4. En deuxième lieu, lorsqu'il est saisi d'une demande de délivrance d'un titre de séjour sur le fondement de l'une des dispositions du code de l'entrée et du séjour des étrangers et du droit d'asile, le préfet n'est pas tenu d'examiner d'office si l'intéressé peut prétendre à une autorisation de séjour sur le fondement d'une autre disposition de ce code, même s'il lui est toujours loisible de le faire à titre gracieux, notamment en vue de régulariser la situation de l'intéressé. A cet égard, s'il est constant que l'arrêté litigieux ne vise pas l'article L. 313-14 du code de l'entrée et du séjour des étrangers et du droit d'asile et n'examine pas la situation de M. B... par rapport aux dispositions de cet article, le requérant ne produit aucun élément corroborant sa demande alléguée d'admission exceptionnelle au séjour au titre d'une activité salariée sur ce fondement. En tout état de cause, ni les emplois exercés - ouvriers, conducteurs d'engins, chef d'équipe -, ni la durée alléguée de huit ans de présence régulière en France, ni la maîtrise du français, ni l'absence d'atteinte à l'ordre public ne peuvent être regardés comme des circonstances exceptionnelles ou justifiant un traitement humanitaire. Par suite, le moyen tiré d'un défaut d'examen de sa demande de titre de séjour sur ce fondement ne peut qu'être écarté.

5. En troisième lieu, d'une part, aux termes de l'article R. 5221-3 du code du travail, en vigueur à la date de la décision attaquée : " L'autorisation de travail peut être constituée par l'un des documents suivants : / (...) 8° La carte de séjour temporaire portant la mention " salarié ", délivrée en application du 1° de l'article L. 313-10 du code de l'entrée et du séjour des étrangers et du droit d'asile ou le visa de long séjour valant titre de séjour mentionné au 7° de l'article R. 311-3 du même code, accompagné du contrat de travail visé. / Elle autorise à exercer une activité professionnelle salariée dans le respect des termes de l'autorisation de travail accordée (...) ". Aux termes de l'article R. 5221-11 du même code, en vigueur à la date de la décision attaquée : " La demande d'autorisation de travail relevant des 4°, 8°, 9°, 13° et 14° de l'article R. 5221-3 est faite par l'employeur. / Elle peut également être présentée par une personne habilitée à cet effet par un mandat écrit de l'employeur ". D'autre part, aux termes de l'article L. 114-5 du code des relations entre le public et l'administration : " Lorsqu'une demande adressée à l'administration est incomplète, celle-ci indique au demandeur les pièces et informations manquantes exigées par les textes législatifs et réglementaires en vigueur. Elle fixe un délai pour la réception de ces pièces et informations (...) ".

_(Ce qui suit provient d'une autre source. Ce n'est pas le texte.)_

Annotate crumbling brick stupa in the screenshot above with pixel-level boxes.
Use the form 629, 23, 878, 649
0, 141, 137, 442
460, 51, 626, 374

6. Il ressort des termes de l'arrêté litigieux que la société " AG développement IDF " a sollicité, par un courrier reçu le 19 novembre 2018, l'autorisation d'employer le requérant. Si ce dernier se prévaut de l'absence d'accusé de réception au dossier pour soutenir que l'entreprise n'a pas reçu la lettre du 6 février 2019 de la DIRECCTE sollicitant des informations complémentaires, sous peine de rejet le 27 février 2019, le silence de cette direction sur la demande d'autorisation d'emploi a fait naître le 19 janvier 2019 une décision implicite de rejet. Au demeurant, à supposer que l'entreprise n'ait pas reçu la lettre du 6 février 2019, il lui était loisible de demander les motifs de cette décision avant l'expiration du délai de deux mois suivant la naissance d'une décision de rejet implicite de la demande présentée le 19 novembre 2018 et de connaître ainsi les pièces à fournir et, par suite, de solliciter un réexamen de son dossier. Au surplus, la lettre du 6 février 2019 de la Direccte mentionnées ci-dessus était jointe à l'arrêté attaqué. Il appartenait donc au requérant, s'il s'estimait fondés à le faire, soit d'attaquer à ce stade la décision implicite de rejet née le 19 janvier 2019 dans les conditions mentionnées, soit de produire les informations sollicitées et de demander au préfet de reconsidérer sa décision. Dans ces conditions, le moyen tiré de la méconnaissance de l'article L. 114-5 du code des relations entre le public et l'administration doit être écarté

7. En quatrième lieu, lorsqu'il est saisi d'une demande de délivrance de titre de séjour sur le fondement de l'une des dispositions du code de l'entrée et du séjour des étrangers et du droit d'asile, il est loisible au préfet d'examiner d'office si l'intéressé peut prétendre à une autorisation sur le fondement d'une autre disposition de ce code. Il peut, en outre, exercer le pouvoir discrétionnaire qui lui appartient, dès lors qu'aucune disposition expresse ne le lui interdit, de régulariser la situation d'un étranger en lui délivrant le titre qu'il demande ou un autre titre, compte tenu de l'ensemble des éléments de sa situation personnelle, dont il justifierait. Ainsi, dans l'hypothèse où un étranger sollicite la délivrance d'un titre de séjour portant la mention " salarié ", il est loisible au préfet, après avoir constaté que l'intéressé ne remplit pas les conditions posées par l'article

L. 313-10 du code de l'entrée et du séjour des étrangers et du droit d'asile, en vigueur à la date de l'arrêté litigieux, soit de lui délivrer un titre sur le fondement d'une autre disposition du code, s'il remplit les conditions qu'elle prévoit, soit, dans l'exercice de son pouvoir discrétionnaire de régularisation, de lui délivrer, compte tenu de l'ensemble de sa situation personnelle, le titre qu'il demande ou un autre titre.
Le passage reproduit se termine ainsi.